Samples from patients are also similar to previously reported isolates that fall into a cluster that is part of several national and international investigations.

There were 65 cases associated with the English outbreak; 25 confirmed and 18 probable infections linked to a restaurant, ten confirmed with unknown links to the establishment, and 12 with no link to the restaurant. 

The outbreak linked to the unnamed restaurant was reported to the UK Health Security Agency (UKHSA) East of England Health Protection Team in early April. UKHSA was notified of multiple cases of gastroenteritis following food consumption at the site, with attendance or takeaway dates in late March, according to a study published in the journal Eurosurveillance.  

Ten people hospitalized
Whole genome sequencing (WGS) results indicated Salmonella Enteritidis infection. Researchers identified additional patients with no known links to the restaurant, and historical cases reported since July 2022.

Based on completed questionnaires, onset dates ranged from March 17 to April 17, 2023, but most people experienced symptoms on March 30. They included vomiting, diarrhea, fever and abdominal pain 12 to 24 hours after eating at the restaurant. Ten people were hospitalized.

For the 43 restaurant-linked cases, the mean age was 32 with a range of 6 to 61 and 17 were female. There were no cases reported among staff.

Epidemiological investigations suggested eggs or chicken as the likely cause of the outbreak. Due to an overlap in menu items, it was not possible to separate consumption of the two items. Eating chicken or egg would explain, respectively, 25 or 24 of 31 cases. 

When environmental health officers visited the restaurant in early April, there were no remaining food items to sample. They identified no lapses in food safety or hygiene concerns such as cross-contamination issues or inadequate cooking of chicken.

Raw eggs were used to make garlic mayonnaise and as a binder ingredient in naan bread. General advice to the business included a recommendation to change supply to domestically sourced eggs produced under a recognized farm assurance scheme.

Eggs from Poland suspected
Investigations by the Food Standards Agency (FSA) found that eggs used at the restaurant were purchased from wholesalers who had imported them from Poland. Two cases with no link to the restaurant also consumed eggs from Poland. Information on the source of the chicken is pending.
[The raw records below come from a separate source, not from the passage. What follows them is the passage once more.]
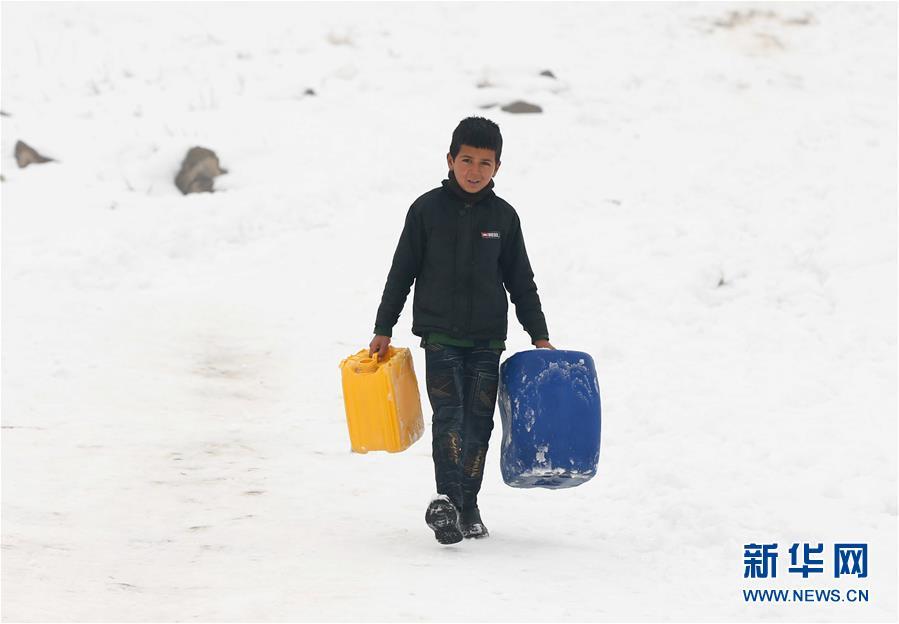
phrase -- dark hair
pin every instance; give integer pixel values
(477, 132)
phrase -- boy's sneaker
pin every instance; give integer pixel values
(443, 518)
(472, 526)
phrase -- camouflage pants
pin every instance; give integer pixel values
(462, 385)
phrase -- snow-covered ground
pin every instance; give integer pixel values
(709, 204)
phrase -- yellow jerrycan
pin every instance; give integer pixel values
(383, 407)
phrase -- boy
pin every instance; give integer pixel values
(461, 244)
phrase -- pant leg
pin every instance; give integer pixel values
(444, 366)
(481, 379)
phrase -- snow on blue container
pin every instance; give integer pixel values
(550, 409)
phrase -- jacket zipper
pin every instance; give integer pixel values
(470, 265)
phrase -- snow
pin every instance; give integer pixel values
(709, 205)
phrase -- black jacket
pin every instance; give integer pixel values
(463, 251)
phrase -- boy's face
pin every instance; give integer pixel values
(473, 167)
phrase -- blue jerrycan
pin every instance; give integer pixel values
(550, 409)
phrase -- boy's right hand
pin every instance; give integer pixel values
(378, 346)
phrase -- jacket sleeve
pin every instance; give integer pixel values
(518, 278)
(405, 268)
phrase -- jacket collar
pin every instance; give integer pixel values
(453, 187)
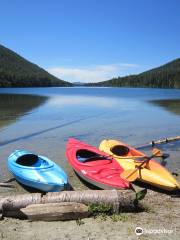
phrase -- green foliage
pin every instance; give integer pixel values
(166, 76)
(97, 208)
(16, 71)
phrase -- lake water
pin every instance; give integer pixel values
(42, 119)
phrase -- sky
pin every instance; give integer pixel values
(92, 40)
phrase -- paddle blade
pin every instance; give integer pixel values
(130, 175)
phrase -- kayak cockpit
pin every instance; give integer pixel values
(31, 160)
(84, 155)
(120, 150)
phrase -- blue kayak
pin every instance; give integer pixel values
(37, 171)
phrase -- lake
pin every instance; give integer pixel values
(42, 119)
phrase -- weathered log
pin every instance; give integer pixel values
(56, 211)
(119, 200)
(15, 203)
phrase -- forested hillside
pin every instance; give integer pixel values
(166, 76)
(15, 71)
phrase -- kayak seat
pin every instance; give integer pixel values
(86, 156)
(120, 150)
(28, 160)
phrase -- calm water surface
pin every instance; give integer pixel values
(42, 119)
The narrow window of dining dates for restaurant-linked cases suggests a contaminated food batch or an isolated lapse in procedures, said researchers.

It is possible that chicken and eggs are independently associated with illness: either through cross-contamination at the restaurant, or due to potential widespread contamination within multiple chicken sectors. While chicken cannot yet be ruled out as the source, findings so far suggest eggs were the main vehicle of the restaurant outbreak, found the study.

Since 2014, Europe has seen related illnesses associated with chicken meat or eggs from multiple origins across Europe.

Data was shared on the EpiPulse platform, hosted by the European Centre for Disease Prevention and Control (ECDC). Information from Austria and Poland indicates closely genetically related cases in these countries.